Every property manager I know obsesses over AirDNA data. They benchmark their performance, underwrite new acquisitions, and make pricing decisions based on scraped occupancy metrics.

Here's the problem: that data is systematically overstating your market's actual paid performance by 8-10 percentage points. And almost nobody is talking about it.

The Blocked-Night Problem

The core distortion is simple: "non-revenue nights" like owner stays and maintenance holds get miscounted as paid bookings.

According to Key Data's analysis of occupancy metrics, in the U.S., owner and hold nights each average approximately 10% annually. That means roughly 20% of calendar inventory generates no revenue.

Globally, AllTheRooms reports that hosts block their calendars around 20% of the time.

If scraped datasets misclassify even half of these non-revenue nights as booked, paid occupancy is overstated by 8-10 percentage points.

How Scraped Data Actually Works

When a scraper views a calendar, it sees dates as either "available" or "unavailable." The "unavailable" status covers:

Paid bookings
Owner stays
Maintenance blocks
Platform-imposed restrictions

As peer-reviewed research in PLOS One notes, this ambiguity "likely results in some overestimation of occupancies."

AirDNA explicitly acknowledges this limitation. Their enterprise documentation states they "can not perfectly distinguish between booked and blocked nights."

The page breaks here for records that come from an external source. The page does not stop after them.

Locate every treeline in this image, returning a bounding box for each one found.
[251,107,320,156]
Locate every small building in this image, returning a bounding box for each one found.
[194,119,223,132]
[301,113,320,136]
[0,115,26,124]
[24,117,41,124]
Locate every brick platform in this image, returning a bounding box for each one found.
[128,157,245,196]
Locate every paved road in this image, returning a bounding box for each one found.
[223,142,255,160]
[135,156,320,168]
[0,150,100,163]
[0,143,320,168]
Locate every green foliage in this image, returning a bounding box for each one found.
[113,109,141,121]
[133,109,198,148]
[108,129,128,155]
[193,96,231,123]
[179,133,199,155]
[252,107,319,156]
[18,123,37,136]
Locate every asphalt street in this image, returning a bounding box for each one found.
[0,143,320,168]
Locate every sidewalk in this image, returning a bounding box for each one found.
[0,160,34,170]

The May 2024 Reclassification

This isn't theoretical. In May 2024, AirDNA retroactively reclassified "Advanced Notice" and "Preparation Time" days from booked to available, altering historical baselines back to 2022.

That means if you compared your 2023 performance to 2022 market data before May 2024, your baseline was wrong.

The Overestimation Math

Key Data provides a concrete example: a property with 44 guest nights, 12 owner nights, and 8 hold nights would show:

Calendar Occupancy (scraped view): 64%
Adjusted Paid Occupancy (direct view): 54%

That's a 10-point discrepancy on a single property. Scale that across a market, and your underwriting assumptions are fundamentally flawed.

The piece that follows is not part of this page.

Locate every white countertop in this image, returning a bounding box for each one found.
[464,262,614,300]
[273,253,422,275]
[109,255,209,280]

Non-revenue nights	Misclassification rate	Occupancy overstatement
10% (Conservative)	50%	5 points
20% (Typical US)	50%	10 points

Why It Varies by Market

The magnitude of bias varies significantly by market type.

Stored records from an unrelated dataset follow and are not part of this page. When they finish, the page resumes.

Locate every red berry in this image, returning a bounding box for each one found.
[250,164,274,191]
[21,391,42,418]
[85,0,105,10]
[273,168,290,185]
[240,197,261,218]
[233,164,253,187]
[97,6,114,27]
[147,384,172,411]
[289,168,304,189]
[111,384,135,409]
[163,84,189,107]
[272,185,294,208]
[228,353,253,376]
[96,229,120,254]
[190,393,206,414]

Leisure and Seasonal Markets: Owner usage and seasonal maintenance are prevalent. Key Data reports that hold occupancy alone can reach nearly 16% in some periods. Expect higher bias; a correction of 10-20 percentage points may be necessary.

Urban and Professionalized Markets: Fewer owner stays, more standardized availability. Bias is likely lower but present. A correction of 5-10 percentage points is a reasonable baseline.

The Revenue Modeling Problem

Revenue estimates from scraped data often assume a booked night was sold at the "last available rate" observed before booking. According to AirDNA's own documentation, this fails to account for:

Discounts: Weekly, monthly, or annual discounts are invisible to scrapers
Off-Platform Bookings: Direct bookings may have different pricing
Channel Blind Spots: Scrapers can't identify channel-specific pricing variations

The Provider Landscape

Provider	Source Type	Blocked vs Booked Handling	Limitations
AirDNA	Scraped	ML classification; admits imperfect distinction	92% accuracy claim dates to 2015 training data
Key Data	Direct PMS + Scrape	Explicitly separates guest/owner/hold nights	~700k properties via 65+ PMS integrations
AllTheRooms	Scraped	Tracks booked, blocked, vacant separately	Provides "Adjusted Occupancy" definitions

What You Should Actually Do

For Revenue Management: Use Adjusted Paid Occupancy (Guest Nights / Total minus Owner minus Hold) as your primary metric. Relying on Calendar Occupancy creates false signals of high demand.

For Underwriting: When using scraped data for new acquisitions, apply a "haircut" to both occupancy and ADR. As Key Data recommends, a conservative approach reduces scraped RevPAR by 10-15% unless validated otherwise.

For Due Diligence: When evaluating data providers, ask specifically:

"What is the precision of your booked-vs-blocked model for current data?"
"How do you handle Preparation Time and Advanced Notice blocks?"
"What percentage of your data comes from direct PMS integrations versus scraping?"

The Bottom Line

Scraped data captures the breadth of supply but systematically overstates paid demand. Direct-source data captures true demand but not the whole market.

The smart operators use both: direct-source data to anchor financial KPIs like RevPAR and Adjusted Paid Occupancy, while leveraging scraped data for broad supply analysis.

Without local calibration, you're making decisions based on numbers that are systematically too optimistic. And in a market where margins are already compressed, that's a luxury you can't afford.